Im Wende-Herbst 1989Stasi-Offizier packt aus: Revolte bei der Stasi

11. Januar 2020, 00:01 Uhr

Hunderttausende DDR-Bürger äußerten bei den Massenprotesten im Wende-Herbst 1989 laut ihren Unmut über die Zustände im Land. Was bislang aber noch nicht bekannt war: Selbst in den Reihen der Stasi, über all die Jahre als "Schild und Schwert der Partei" gefürchtet, war der Unmut so groß, dass schließlich selbst Stasi-Offiziere gegen ihre Führung demonstrierten.

von Andreas Wolter

Es war ein verregneter Wochentag im November 1989, erinnert sich ein ehemaliger Oberstleutnant der Hauptverwaltung Aufklärung (HVA) des ehemaligen Ministeriums für Staatssicherheit. An diesem Tag passierte etwas eigentlich Undenkbares: "Um den 20. November herum fand hier im Innenhof des HVA-Gebäudes eine spontane Demonstration von zirka 100, maximal 150 vor allem jüngeren Genossen der HVA statt", erzählt der ehemalige hauptamtliche Mitarbeiter der Spionageabteilung des MfS. Er war für "Quellen" (also V-Männer) in der Bundesrepublik zuständig - und möchte deshalb anonym bleiben.

Zum ersten Mal in der Geschichte des MfS gab es eine Kundgebung von Mitarbeitern, die sich gegen Führungskräfte, gegen diese zu schleppend laufenden Veränderungen richtete.

Einen Tag zuvor sei in einem Aushang im Haus 15, also dem Haupteingang zur HVA, auf einer Wandzeitung dazu aufgerufen worden: "Morgen Demo nach Dienstschluss um 16 Uhr!" Die Demonstranten aus den Reihen der Stasi forderten den Rücktritt der Führung - ein bis dahin unerhörter Vorgang! Sie wünschen sich auch gesellschaftliche Veränderungen, "mehr Perestroika" wie in der Sowjetunion unter Gorbatschow, erinnert sich der ehemalige Oberstleutnant.

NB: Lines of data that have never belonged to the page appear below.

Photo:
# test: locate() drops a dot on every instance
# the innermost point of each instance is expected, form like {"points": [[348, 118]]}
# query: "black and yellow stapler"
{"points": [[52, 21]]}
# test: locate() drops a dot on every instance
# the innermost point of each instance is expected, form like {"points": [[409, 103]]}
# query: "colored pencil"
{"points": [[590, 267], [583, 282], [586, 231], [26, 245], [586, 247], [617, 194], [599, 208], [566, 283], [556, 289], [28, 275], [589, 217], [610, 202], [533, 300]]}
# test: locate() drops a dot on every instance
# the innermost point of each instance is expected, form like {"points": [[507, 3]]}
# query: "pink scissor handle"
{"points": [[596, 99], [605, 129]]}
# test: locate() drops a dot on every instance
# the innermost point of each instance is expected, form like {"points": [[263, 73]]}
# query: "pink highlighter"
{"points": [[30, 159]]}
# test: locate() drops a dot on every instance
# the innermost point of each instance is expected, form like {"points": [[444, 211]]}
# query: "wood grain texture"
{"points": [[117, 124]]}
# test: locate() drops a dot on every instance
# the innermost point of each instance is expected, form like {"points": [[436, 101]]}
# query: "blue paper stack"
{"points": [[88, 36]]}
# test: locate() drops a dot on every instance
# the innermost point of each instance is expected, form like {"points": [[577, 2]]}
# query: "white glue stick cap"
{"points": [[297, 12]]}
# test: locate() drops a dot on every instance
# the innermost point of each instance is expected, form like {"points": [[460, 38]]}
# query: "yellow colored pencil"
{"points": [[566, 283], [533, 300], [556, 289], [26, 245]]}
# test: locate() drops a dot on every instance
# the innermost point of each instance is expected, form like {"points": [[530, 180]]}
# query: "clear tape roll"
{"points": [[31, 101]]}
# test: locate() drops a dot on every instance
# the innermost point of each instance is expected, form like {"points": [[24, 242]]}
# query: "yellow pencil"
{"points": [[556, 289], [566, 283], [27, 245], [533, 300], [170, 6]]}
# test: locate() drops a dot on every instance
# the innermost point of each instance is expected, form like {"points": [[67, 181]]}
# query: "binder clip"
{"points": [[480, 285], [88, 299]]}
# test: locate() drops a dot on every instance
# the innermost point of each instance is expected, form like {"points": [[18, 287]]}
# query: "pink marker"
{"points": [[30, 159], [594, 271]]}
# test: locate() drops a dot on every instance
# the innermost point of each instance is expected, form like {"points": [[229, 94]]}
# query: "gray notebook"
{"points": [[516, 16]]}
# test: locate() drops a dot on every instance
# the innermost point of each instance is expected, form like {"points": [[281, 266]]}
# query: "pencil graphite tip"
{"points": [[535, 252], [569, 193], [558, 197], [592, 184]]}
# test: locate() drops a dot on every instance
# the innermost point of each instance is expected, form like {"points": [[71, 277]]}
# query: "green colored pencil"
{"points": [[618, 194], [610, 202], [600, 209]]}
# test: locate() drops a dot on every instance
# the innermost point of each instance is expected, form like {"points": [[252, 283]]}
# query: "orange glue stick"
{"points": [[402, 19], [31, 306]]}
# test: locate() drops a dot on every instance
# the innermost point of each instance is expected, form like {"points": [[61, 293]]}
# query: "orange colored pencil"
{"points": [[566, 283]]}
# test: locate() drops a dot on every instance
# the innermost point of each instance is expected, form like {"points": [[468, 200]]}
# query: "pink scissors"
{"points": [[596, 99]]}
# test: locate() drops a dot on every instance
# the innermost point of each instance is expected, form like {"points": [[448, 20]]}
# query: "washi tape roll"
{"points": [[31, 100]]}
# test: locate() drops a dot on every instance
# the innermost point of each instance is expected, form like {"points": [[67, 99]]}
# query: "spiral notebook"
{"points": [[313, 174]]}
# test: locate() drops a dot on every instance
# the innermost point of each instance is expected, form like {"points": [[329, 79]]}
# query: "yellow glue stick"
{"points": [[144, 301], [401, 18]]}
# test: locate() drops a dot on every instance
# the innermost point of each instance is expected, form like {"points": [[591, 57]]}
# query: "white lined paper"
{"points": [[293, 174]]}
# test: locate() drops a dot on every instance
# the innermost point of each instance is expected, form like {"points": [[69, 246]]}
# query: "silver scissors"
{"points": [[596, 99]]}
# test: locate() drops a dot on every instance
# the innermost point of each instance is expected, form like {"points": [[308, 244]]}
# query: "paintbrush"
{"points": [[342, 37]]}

Auch die Stasi unzufrieden

Ein ehemaliger Oberstleutnant der Stasi erzählt dem MDR-Reporter Andreas Wolter vom Protest seiner Kollegen im Wende-Herbst 1989. Der Mann möchte unerkannt bleiben. Bildrechte: MITTELDEUTSCHER RUNDFUNK

Im Ministerium für Staatssicherheit, als "Schild und Schwert der Partei" berüchtigt, rumorte es dem Zeitzeugen zufolge schon seit längerem: "Die Mehrheit wartete eigentlich darauf, dass Honecker und Mielke endlich abtreten", beschreibt der Oberstleutnant des MfS die Monate vor der Wende. "Wir wussten, es muss etwas passieren", erzählt er. Damit hegten zumindest manche MfS-Mitarbeiter dieselben Erwartungen wie viele "normale" DDR-Bürger.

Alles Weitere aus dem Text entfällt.